Lymphedema in legs

You are in the right discussion @anncgrl. I have lymphedema also but it was not caused by surgery or a blood clot. When they were diagnosing me I saw a cardiologist who ran some tests to check for clots in the legs and then scheduled a lymphoscintigram to check for blockages in the lymph system. More information on the tests can be found here: https://www.mayoclinic.org/diseases-conditions/lymphedema/diagnosis-treatment/drc-20374687

I have been wearing compression socks since being diagnosed about 4 years ago. I do buy the kind with side zippers to make them easier to put on and take off.

Do you have some questions about lymphedema of the legs that you want to ask the members?

thank you for the information..I do not feel so alone in this struggle.

@perry1 Tell me about your struggle, if you would? I have lower limb lymphedema, caused by failing kidneys and perhaps my multiple myeloma [undergoing chemo for that].

What have you done for your lymphedema, curious to see if it might be helpful for me! I limit the amounts of fluid intake everyday, and work hard at getting out for a walk or at least moving around, even when my energy level is not very high. A 20 minute walk at a slow pace is better than nothing! No carbonated drinks, as low sodium intake as possible.
Ginger

I have a chronic issue with lymphedema in my left leg. I watch my diet, especially salt, but I have found relief based on a hospital stay. The hospital used what is called a graduated Intermittent Pneumatic Compression Device. It is that small device that pumps air into limb-specific wraps to prevent blood clots. I wear it I my sleep whenever my leg starts to swell and it makes a huge difference. While they make compression devices for lymphedema, the are awkward and expensive. The device I use can be purchased at a fraction of the price and can treat lymphedema on any limb by purchasing the the correct wrap, also inexpensive by comparison. Hope this helps.

@jldavis823 Thank you! At one time my nurse practitioner, who is considered my primary care provider, had suggested the lymphedema sleeves. We decided to put them on hold [approval needed from insurance, availability, and cost] and ultimately I decided to not pursue that. I am intrigued by your solution.

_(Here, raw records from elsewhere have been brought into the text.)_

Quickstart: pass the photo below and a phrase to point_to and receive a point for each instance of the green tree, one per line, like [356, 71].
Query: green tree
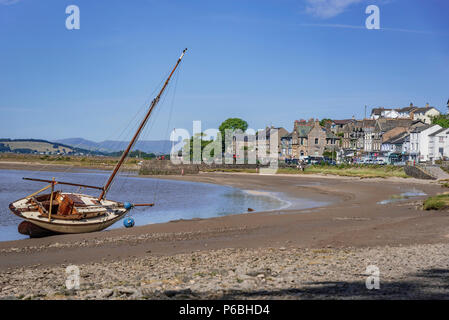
[441, 120]
[204, 143]
[233, 124]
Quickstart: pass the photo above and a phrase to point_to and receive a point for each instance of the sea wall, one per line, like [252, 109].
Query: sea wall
[166, 167]
[418, 173]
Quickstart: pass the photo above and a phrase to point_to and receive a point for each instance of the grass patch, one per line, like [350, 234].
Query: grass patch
[438, 202]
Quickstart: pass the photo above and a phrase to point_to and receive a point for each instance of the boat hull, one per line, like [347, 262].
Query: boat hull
[112, 211]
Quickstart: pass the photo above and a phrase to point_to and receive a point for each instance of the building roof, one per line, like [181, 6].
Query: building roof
[438, 132]
[343, 122]
[397, 139]
[386, 124]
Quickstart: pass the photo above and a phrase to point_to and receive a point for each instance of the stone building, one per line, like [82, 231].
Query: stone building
[308, 138]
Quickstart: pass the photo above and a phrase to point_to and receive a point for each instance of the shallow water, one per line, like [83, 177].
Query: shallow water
[173, 200]
[404, 196]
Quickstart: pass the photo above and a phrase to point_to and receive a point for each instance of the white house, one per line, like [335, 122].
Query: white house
[425, 114]
[424, 142]
[412, 112]
[439, 144]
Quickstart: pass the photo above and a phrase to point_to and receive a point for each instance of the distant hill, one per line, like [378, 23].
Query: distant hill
[38, 146]
[148, 146]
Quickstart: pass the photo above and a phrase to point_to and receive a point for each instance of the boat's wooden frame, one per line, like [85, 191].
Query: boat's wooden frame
[91, 213]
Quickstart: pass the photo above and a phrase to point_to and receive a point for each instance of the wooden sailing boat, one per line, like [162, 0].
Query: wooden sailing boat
[65, 212]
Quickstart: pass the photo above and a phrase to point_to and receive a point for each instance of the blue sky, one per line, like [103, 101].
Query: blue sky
[268, 62]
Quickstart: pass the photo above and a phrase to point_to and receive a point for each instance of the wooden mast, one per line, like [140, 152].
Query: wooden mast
[136, 135]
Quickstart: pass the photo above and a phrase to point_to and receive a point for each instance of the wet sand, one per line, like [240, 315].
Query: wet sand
[354, 219]
[280, 253]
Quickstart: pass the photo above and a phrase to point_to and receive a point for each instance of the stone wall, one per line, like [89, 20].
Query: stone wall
[418, 173]
[166, 167]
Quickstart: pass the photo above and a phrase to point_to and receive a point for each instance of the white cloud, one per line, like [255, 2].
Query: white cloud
[328, 8]
[8, 2]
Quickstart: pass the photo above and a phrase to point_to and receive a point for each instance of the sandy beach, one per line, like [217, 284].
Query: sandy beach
[289, 254]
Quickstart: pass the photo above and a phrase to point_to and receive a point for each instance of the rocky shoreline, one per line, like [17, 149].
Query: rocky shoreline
[406, 272]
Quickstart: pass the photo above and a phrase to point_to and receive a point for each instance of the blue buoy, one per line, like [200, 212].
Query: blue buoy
[128, 222]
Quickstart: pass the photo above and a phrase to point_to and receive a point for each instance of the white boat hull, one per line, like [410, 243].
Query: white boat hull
[112, 211]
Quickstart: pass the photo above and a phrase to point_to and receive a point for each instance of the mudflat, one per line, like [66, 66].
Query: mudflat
[341, 238]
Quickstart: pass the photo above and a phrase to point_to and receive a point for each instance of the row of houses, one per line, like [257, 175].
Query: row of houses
[394, 135]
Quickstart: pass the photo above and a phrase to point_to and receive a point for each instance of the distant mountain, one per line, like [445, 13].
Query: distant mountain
[38, 146]
[148, 146]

Today, every time I gather my walking sticks to get outside, it starts raining! Dang, hope the storm breaks up enough to let me take a stroll!
Ginger

I found mine second hand from a medical supplier on EBay.

My struggle mostly is keeping balance on water gain because it takes the pain and discomfort of lymphedema too a higher level. and this is truly a balancing act because I also deal with CHF and RA. was put on Metolazone [recently] and it is helping..I Have had legs wrapped 3 times. Now on waiting list for lymphedema PT and message. I do wear compression Hoses. climbing my indoors stairs is my exercise. Have been to wound clinic twice too much swelling caused skin break on my leg. Wise to have refill order of Amox-Clav 500 medication for infection to avoid ER visit. Hope this information will help you.

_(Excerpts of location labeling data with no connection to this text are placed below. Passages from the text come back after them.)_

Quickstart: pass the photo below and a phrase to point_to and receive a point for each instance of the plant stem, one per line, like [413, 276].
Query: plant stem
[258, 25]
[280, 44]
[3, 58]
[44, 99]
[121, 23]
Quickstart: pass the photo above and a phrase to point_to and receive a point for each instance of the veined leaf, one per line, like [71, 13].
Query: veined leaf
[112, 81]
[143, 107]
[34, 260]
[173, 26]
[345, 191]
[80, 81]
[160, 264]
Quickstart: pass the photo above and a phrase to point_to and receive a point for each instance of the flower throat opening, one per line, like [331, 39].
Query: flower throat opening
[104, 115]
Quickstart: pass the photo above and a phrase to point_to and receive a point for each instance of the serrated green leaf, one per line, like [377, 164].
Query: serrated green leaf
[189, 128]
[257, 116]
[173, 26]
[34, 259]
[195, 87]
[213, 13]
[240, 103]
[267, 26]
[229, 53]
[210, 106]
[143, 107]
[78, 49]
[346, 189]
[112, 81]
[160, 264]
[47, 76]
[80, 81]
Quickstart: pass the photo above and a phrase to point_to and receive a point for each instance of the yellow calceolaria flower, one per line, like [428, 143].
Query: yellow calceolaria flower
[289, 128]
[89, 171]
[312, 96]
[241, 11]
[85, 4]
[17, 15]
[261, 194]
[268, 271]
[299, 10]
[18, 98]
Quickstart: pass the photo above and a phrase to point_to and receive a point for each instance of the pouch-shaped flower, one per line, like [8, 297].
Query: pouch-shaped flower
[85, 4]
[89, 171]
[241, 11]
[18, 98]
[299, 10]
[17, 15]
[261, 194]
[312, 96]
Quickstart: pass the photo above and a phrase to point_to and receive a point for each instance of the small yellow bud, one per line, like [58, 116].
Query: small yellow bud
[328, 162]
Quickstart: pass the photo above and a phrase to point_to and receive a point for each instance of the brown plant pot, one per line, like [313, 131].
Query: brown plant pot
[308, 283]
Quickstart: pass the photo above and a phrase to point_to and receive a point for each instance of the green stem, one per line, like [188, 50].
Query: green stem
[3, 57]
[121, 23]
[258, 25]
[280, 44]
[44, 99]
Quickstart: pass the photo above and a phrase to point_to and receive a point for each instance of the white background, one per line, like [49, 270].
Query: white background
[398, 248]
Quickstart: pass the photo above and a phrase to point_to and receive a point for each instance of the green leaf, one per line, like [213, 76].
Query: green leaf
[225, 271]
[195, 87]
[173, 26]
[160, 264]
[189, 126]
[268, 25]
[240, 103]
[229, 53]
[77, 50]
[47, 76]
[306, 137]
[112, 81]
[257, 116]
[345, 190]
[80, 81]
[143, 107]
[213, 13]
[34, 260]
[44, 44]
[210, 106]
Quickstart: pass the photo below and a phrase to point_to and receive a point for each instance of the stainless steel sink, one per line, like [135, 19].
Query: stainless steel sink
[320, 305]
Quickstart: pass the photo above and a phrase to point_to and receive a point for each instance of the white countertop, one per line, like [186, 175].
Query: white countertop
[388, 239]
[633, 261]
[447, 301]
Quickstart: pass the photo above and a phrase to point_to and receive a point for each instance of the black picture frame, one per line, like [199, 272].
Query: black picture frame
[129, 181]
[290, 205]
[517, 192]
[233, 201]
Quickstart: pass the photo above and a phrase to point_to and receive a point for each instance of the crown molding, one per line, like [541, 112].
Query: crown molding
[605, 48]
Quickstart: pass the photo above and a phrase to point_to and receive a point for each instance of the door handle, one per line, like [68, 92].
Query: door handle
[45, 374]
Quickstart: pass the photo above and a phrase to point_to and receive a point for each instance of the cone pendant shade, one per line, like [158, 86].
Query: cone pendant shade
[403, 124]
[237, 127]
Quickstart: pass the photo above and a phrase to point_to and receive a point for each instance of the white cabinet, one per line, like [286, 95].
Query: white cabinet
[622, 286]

Thank you. What is the price range of the Compression Device?

Does insurance pay any of the cost? for the compression device?

If you have a prescription for one, insurance may pay for it. Usually it’s for a temporary rental unit. I found mine ( by Flowtron) on EBay for under $100. There is one on EBay now for $49, but it’s incomplete. It doesn’t have the air tubes or leg garments. There are other manufacturers, Devon, Circulaflow, but Flowtron is the one used by most hospitals. After rental, many companies sell them used. Hope that helps.